Picture House, Edinburgh
3 stars
Jarvis Cocker knows the pop game well enough to understand the power of
subverting a rock and roll cliché. Bounding onstage in charity shop threads and brand new beard, he mimes a flamboyant greeting as the words, ‘Good evening, Edinburgh’ are projected behind him. Someone chucks a sombrero onstage, which Cocker gamely sports, looking like an off duty geography teacher just back from a 1970s package tour. In-between songs, he talks us through a slideshow of Edinburgh, from the Tattoo (“the only time I’ve wanted to commit a terrorist atrocity,” he says), to The Picture
House’s former guise as the Caley Palais. Cocker follows his ninety minute set of Pulp-free wares by DJ-ing old school hip hop.

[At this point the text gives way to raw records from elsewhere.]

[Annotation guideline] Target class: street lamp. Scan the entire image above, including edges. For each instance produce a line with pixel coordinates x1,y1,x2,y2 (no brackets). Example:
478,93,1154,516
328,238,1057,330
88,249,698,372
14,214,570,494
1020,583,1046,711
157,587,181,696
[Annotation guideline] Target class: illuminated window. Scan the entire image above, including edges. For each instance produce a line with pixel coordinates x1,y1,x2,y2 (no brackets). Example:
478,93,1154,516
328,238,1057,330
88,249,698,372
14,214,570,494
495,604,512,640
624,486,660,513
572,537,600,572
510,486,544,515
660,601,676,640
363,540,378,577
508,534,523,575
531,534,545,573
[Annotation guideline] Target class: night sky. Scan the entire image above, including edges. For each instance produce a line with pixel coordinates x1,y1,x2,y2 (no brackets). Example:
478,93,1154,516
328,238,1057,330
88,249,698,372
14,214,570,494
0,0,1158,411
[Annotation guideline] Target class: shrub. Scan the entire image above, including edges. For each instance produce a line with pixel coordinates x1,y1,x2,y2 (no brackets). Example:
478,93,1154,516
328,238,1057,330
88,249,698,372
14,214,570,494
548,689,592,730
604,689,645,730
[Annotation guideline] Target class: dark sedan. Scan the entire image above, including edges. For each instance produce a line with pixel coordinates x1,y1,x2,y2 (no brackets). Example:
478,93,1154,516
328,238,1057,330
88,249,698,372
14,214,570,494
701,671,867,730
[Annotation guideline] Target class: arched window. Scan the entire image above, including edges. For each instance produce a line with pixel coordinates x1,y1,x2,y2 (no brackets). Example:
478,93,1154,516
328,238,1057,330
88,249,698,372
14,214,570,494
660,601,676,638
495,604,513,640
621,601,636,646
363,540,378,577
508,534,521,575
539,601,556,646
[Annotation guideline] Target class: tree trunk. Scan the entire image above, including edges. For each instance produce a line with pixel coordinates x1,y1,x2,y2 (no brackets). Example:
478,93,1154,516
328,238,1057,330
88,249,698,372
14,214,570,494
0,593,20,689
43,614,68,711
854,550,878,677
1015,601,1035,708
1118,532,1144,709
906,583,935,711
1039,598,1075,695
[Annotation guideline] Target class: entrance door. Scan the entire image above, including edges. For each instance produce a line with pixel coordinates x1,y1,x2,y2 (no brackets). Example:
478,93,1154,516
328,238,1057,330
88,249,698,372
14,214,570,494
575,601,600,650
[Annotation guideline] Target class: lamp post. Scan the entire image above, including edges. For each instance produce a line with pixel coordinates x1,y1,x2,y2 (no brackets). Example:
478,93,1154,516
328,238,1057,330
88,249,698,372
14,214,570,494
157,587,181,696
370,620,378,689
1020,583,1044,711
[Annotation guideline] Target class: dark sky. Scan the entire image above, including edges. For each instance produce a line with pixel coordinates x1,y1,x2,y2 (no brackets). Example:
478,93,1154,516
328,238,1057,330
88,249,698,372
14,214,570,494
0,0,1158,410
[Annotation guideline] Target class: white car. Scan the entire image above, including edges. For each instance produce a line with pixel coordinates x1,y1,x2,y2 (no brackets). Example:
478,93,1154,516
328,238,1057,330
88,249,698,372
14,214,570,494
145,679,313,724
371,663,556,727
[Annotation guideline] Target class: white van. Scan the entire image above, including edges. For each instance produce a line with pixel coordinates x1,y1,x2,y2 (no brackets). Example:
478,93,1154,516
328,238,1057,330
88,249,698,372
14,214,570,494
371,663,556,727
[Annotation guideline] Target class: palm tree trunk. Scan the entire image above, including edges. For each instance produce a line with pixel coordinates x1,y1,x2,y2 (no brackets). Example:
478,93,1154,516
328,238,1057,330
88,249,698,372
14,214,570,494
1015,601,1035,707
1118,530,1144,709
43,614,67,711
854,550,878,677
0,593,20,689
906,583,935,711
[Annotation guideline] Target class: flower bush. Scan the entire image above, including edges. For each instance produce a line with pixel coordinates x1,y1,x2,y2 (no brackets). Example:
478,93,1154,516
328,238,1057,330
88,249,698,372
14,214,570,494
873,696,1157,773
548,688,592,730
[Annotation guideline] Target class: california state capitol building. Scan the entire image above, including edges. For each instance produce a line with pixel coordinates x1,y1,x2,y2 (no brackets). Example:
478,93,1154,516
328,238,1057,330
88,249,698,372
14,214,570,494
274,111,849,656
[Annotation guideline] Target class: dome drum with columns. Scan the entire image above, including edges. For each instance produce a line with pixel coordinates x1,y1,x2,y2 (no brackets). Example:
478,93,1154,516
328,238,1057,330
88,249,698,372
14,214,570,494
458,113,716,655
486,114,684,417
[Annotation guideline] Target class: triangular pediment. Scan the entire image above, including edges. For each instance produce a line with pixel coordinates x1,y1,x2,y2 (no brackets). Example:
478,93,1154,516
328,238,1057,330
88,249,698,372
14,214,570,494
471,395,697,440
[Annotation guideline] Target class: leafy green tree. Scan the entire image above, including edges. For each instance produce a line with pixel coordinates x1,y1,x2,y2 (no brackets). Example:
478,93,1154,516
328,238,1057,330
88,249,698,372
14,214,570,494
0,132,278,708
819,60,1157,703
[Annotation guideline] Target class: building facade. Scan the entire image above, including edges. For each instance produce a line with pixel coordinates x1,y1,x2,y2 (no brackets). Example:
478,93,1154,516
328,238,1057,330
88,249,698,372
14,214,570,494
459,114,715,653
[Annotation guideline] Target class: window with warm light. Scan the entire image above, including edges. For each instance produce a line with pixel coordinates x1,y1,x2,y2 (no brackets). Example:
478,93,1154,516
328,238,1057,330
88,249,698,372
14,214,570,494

Such waggishly charming diversions make for a great show, and also point up what an interesting stage Cocker’s solo career is at just now. Because, while the songs lifted from his debut album and the new ones premiered here retain a deadpan kitchen-sink wit of old, they’re arranged in such an ordinary fashion as to sound plodding. Much of this is down to an anonymous band which, even with ex Pulp bassist Steve Mackey in the ranks, has little personality for Cocker to rub up against. Morrissey had a similar problem in the early days of his post Smiths career, and it’s interesting to note how that singer has recently come to terms with his back catalogue.

Give Cocker a couple of years and this may happen to him too. In the meantime, we should all be grateful for Running The World, the cheekiest, most simplistic four-lettered political anthem of the moment. For Cocker, it’s a triumph.